92 F - Paul Moracchini

 

DSC_3428 (Copier)

J'ai tiré les rideaux, je ne voudrais pas que les voisins nous voient, ils ne comprendraient pas. Et ça jase au village. On me traiterait de fou, peut-être pire encore.

Il est beau. Non, il est magnifique, superbe. La lumière rousse de ma lampe de chevet sublime son corps d'ébène. La chambre est irradiée d'une chaleur rassurante, les rayons d'or lèchent les courbes de ses formes nues. Installés sur mon lit d'acajou, de l'huile aux creux des mains, j'ai massé ses lignes racées. Parfum de musc, de bois ciré : ces moments-là sont à nous seuls, à l'écart du monde. C'est notre parenthèse avant l'entrée en scène. Je contemple sa cambrure, et le tourne vers moi. Mon regard plonge dans la nuit de son œil ouvert, unique et vide. Face à face : deux néants s'embrassent. Il est déjà 20 heures, pas le temps de dîner. Nous avons rendez-vous au théâtre.

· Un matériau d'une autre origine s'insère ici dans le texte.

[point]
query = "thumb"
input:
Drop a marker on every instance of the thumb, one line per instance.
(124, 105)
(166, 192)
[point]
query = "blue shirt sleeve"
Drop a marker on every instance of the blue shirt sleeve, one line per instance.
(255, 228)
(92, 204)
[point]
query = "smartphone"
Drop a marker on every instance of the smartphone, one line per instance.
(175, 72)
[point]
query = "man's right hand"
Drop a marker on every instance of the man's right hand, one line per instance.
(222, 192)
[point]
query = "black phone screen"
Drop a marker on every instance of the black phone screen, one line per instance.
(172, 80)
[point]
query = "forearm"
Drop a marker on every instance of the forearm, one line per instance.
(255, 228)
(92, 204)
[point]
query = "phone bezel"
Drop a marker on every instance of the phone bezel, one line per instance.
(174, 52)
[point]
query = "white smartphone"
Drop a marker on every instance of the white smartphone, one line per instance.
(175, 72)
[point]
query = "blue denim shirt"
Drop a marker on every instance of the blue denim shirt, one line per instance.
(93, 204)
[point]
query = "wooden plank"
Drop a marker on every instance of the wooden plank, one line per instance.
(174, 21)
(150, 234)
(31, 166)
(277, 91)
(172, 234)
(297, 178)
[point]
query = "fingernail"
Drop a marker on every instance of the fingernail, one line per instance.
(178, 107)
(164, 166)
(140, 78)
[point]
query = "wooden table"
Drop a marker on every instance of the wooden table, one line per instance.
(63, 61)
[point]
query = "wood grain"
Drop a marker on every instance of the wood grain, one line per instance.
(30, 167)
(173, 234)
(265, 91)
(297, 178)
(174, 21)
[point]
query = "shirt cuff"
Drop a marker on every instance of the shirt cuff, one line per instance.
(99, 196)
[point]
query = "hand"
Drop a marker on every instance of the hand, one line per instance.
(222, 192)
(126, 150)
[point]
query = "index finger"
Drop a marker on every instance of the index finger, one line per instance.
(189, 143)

A présent mes doigts fébriles frôlent son âme sans oser la pénétrer. J'ai de la vénération pour cette morphologie idéale. Un dernier regard, et mon désir déborde. J'ai mon holster de cuir fixé à la poitrine. Il se glisse contre mes côtés dans ce qui sera notre dernière étreinte. J'enfile une chemise noire. Ce soir je raccroche, je l'abandonne, ensuite chacun son chemin. Je sens son corps contre mon torse, j'en ai l'habitude mais ce soir il me parait plus froid. Il sait sûrement que quelque chose se prépare. Cette toilette méticuleuse, ces soins intimes, ces caresses. Son métal est glacé : Beretta 92FS-B. B comme Brigadier. 9 mm. Mon calibre favori, loin du raffut racoleur et miso du 357 Magnum de l'inspecteur Harry. Mais il fera tout aussi bien le boulot. Il attend ça depuis des mois. Il est prêt. Nous sommes prêts.

Je marche, droit comme un plan de vignes. Les rues de la citadelle sont un canal dont je remonte le cours jusqu'à ma proie. Je descends des rapides en évitant les piétons agglutinés, traverse les grandes vasques et contournent les scooters bondissants comme des bancs de saumons.

J'ai repéré ma cible, j'éprouve une telle aversion envers elle que le simple fait de l'apercevoir me soulève le cœur. Malgré la douceur de l'hiver ajaccien, je transpire, et la brise de février ne peut rien y changer. B aussi s'est réchauffé contre mon flanc ruisselant, il bouillonne en dedans. L'homme, ma cible, évolue à quelques mètres devant moi et l'écho de ses pas retentit sur le pavé de la cité impériale. Il avance doucement, comme un petit monarque fatigué. L'avenue devient rue, puis se resserre encore, la ruelle s'assombrit. Le goulot de l'entonnoir se referme, mon vol de grand busard vient soudain le couvrir. Il est pris maintenant. Je le surplombe tout à fait. Voilà notre théâtre, et je vous en promets, de grandes effusions à la grande lumière. B s'arrache à mon sein, et déchire ma chemise. J'exulte. L'homme m'offre sa nuque.